1. Field of the Invention
The present invention relates to an improvement of a method of producing Josephson elements of the tunneling junction type having two superconductor metal films and a thin insulating film between the superconducting metal films.
2. Description of the Prior Art
FIG. 1 is a perspective view of such a Josephson element of the tunneling junction type. In FIG. 1, a the first electrode (i.e. a base electrode) 1 and a second electrode (i.e. a counter electrode) 2 are made of superconducting materials and are a few thousand angstroms thick. A thin insulating film 3 is made of oxide, is 10.about.50 angstroms thick and serves as a tunneling barrier.

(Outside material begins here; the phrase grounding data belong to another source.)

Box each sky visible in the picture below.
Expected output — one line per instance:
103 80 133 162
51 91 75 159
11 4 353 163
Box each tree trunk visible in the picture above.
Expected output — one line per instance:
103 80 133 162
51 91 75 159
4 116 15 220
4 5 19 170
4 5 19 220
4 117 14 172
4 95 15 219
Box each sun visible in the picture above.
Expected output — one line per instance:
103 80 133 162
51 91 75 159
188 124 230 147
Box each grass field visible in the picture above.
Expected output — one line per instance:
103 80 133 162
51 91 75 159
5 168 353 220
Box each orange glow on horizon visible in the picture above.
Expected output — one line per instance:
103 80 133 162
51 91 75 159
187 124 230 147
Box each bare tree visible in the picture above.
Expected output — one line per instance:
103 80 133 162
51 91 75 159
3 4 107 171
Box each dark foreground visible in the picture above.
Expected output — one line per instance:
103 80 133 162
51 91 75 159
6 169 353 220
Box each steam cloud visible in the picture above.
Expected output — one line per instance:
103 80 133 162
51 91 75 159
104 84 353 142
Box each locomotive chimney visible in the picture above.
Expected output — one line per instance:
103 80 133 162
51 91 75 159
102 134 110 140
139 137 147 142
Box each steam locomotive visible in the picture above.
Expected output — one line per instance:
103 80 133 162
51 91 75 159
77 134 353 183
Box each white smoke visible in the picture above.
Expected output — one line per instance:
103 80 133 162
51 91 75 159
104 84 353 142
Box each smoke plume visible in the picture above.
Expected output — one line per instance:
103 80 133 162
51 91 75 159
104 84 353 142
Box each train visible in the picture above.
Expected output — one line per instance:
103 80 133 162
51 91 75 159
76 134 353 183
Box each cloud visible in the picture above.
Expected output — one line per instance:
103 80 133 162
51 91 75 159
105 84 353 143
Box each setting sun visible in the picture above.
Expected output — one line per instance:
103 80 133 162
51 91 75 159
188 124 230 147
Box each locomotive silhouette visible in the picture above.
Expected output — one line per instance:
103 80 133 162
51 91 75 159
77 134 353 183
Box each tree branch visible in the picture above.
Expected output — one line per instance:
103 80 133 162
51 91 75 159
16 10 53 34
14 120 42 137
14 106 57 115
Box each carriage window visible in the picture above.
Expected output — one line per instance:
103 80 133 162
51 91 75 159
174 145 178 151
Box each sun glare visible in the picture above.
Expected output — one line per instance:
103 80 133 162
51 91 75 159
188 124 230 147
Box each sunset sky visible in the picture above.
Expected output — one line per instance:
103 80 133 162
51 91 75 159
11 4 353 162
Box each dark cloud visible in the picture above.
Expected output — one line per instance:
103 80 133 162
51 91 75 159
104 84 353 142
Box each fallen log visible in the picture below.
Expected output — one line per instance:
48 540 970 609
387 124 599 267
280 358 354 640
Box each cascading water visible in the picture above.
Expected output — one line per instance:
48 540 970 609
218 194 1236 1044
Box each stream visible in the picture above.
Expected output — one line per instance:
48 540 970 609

The above-mentioned Josephson element has a current-voltage characteristic as illustrated in FIG. 2. In FIG. 2, I.sub.C represents the critical current, i.e. the maximum current which can flow at the zero voltage. In the case where a logic circuit is composed of Josephson elements, it is necessary to decrease or eliminate the difference between the critical currents of the Josephson elements. The critical current I.sub.C of a Josephson element is dependent upon the thickness and the area of the oxide film 3 of the Josephson element. In particular, the critical current I.sub.C depends exponentially upon the oxide film thickness. Accordingly, in order to obtain a predetermined value of the critical current I.sub.C, the oxide film formation must be accurately controlled to make the oxide film thickness a predetermined thickness.
For example, according to a conventional method of producing a Josephson element utilizing a conventional lift-off method, a photoresist is applied on a substrate (not shown in FIG. 1). The substrate is a single crystalline silicon substrate, a glass substrate, or a single crystalline silicon or glass substrate with a ground plane (e.g. an Nb film) and a dielectric film deposited thereon. The photoresist is exposed to light through a patterned mask, and then developed. As a result, the unnecessary part of the photoresist is removed and then the substrate with the remaining photoresist is cleaned with water. A superconducting material film is deposited on the substrate and the remaining photoresist by a conventional method, e.g. an evaporation method or a sputter deposition method. Then, the remaining photoresist and a part of the deposited film lying on the photoresist are removed at the same time by using a suitable solvent to form a patterned superconducting film, i.e. the first electrode 1. Photoresist is applied again on the substrate and the first electrode, and is exposed to light through another patterned mask and developed. After that, a part of the first electrode 1 is exposed to a water cleaning treatment. When the surface of the first electrode comes in contact with water during the above-mentioned water cleaning treatment and with the atmosphere, an undesired oxide film, of which the quality and thickness are not controlled, is formed on the first electrode 1. In order to remove the undesired oxide film from the first electrode 1, the exposed surface of the first electrode is subjected to sputter etching in an argon atmosphere. Immediately after the sputter etching, the exposed surface of the first electrode is oxidized by a thermal oxidation process, a dc oxygen glow discharge process or an rf oxygen glow discharge process to form the desired oxide film 3 serving as a tunneling barrier. Then, another superconducting material film is deposited on the remaining photoresist and the oxide film by the above-mentioned deposition method. The remaining photoresist and a part of the deposited film are removed at the same time by using a suitable solvent to form a patterned superconducting film, i.e. the second electrode 2. Thus, the Josephson element of the tunneling junction type is completed.
However, the above-mentioned sputter etching in an argon atmosphere often generates hillocks which protrude through the subsequently formed oxide film 3 and induce microshorts on the surface of the first electrode 1.